Experts have already predicted Boeing will delivery its final 747 three years from now. But a new report out Thursday reveals that the company could stop taking orders for the plane sooner than that.
Boeing reduced the rate of production for its iconic 747 jumbo jets from 1.5 per month to 1.3 monthly last fall. At that rate, the company would finish up all the planes currently on order in 2 1/2 years, according to a Reuters report. It takes more than two years from the time Boeing orders the parts it needs for the aircraft to the final product, which means that the company could stop taking orders for the 747s sooner rather than later.
“I can see demand for the 747-8 in small numbers, but you have got to ask if they can keep the production line open if they don’t get some new orders,” said Tony Whitty, chief executive of UK-based aircraft re-marketing firm Cabot Aviation, told Reuters.
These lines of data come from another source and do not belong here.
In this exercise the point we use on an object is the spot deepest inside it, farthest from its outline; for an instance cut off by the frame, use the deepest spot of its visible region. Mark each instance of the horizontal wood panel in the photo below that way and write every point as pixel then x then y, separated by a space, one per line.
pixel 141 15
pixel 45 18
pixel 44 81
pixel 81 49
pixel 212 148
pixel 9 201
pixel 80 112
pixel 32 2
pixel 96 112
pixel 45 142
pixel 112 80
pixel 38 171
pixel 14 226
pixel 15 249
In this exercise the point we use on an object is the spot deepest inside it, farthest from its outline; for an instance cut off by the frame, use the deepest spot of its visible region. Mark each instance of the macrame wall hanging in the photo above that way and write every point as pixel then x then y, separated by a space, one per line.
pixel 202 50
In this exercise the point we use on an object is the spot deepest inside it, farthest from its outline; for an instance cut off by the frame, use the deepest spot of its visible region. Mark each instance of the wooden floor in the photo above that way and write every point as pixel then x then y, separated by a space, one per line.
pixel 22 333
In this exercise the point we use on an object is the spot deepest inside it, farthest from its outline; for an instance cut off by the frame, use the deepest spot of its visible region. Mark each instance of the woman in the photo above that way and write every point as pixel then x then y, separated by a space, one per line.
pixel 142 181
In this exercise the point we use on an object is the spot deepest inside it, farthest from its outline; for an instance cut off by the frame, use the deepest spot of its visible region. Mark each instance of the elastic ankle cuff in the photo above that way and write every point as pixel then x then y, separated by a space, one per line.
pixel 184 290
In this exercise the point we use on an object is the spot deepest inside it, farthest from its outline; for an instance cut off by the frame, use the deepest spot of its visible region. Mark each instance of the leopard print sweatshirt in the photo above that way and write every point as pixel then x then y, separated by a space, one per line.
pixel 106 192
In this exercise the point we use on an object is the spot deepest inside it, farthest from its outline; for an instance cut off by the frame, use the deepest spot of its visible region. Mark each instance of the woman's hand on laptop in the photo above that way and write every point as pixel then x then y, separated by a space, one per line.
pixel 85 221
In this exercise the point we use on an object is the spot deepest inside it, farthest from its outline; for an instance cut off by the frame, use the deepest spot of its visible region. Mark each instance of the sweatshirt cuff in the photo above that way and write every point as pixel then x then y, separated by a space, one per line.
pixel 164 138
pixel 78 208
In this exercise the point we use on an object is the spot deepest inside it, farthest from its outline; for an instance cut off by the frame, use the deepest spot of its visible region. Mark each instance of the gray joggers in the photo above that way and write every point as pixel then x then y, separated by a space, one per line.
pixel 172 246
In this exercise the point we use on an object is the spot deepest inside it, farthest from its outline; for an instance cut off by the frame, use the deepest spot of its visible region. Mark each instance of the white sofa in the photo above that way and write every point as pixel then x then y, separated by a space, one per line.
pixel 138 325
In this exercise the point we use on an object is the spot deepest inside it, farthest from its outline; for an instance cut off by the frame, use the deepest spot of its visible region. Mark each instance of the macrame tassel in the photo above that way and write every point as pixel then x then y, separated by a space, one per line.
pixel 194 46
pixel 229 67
Boeing did not receive any orders for the 747 last year at all, and has only a few orders for the planes so far this year. That’s only a few months worth of work for the Everett assembly line.
The 747s are likely selling for significantly reduced rates as the company tries to hold out the production line as long as possible. Reuters cites sources saying the jets are selling for about 50 percent less than list price, or about $400 million each.
The company has an incentive to keep the 747 going as long as possible, though. If Boeing kills the 747 line, the company’s investors will have to take a $1 billion accounting charge.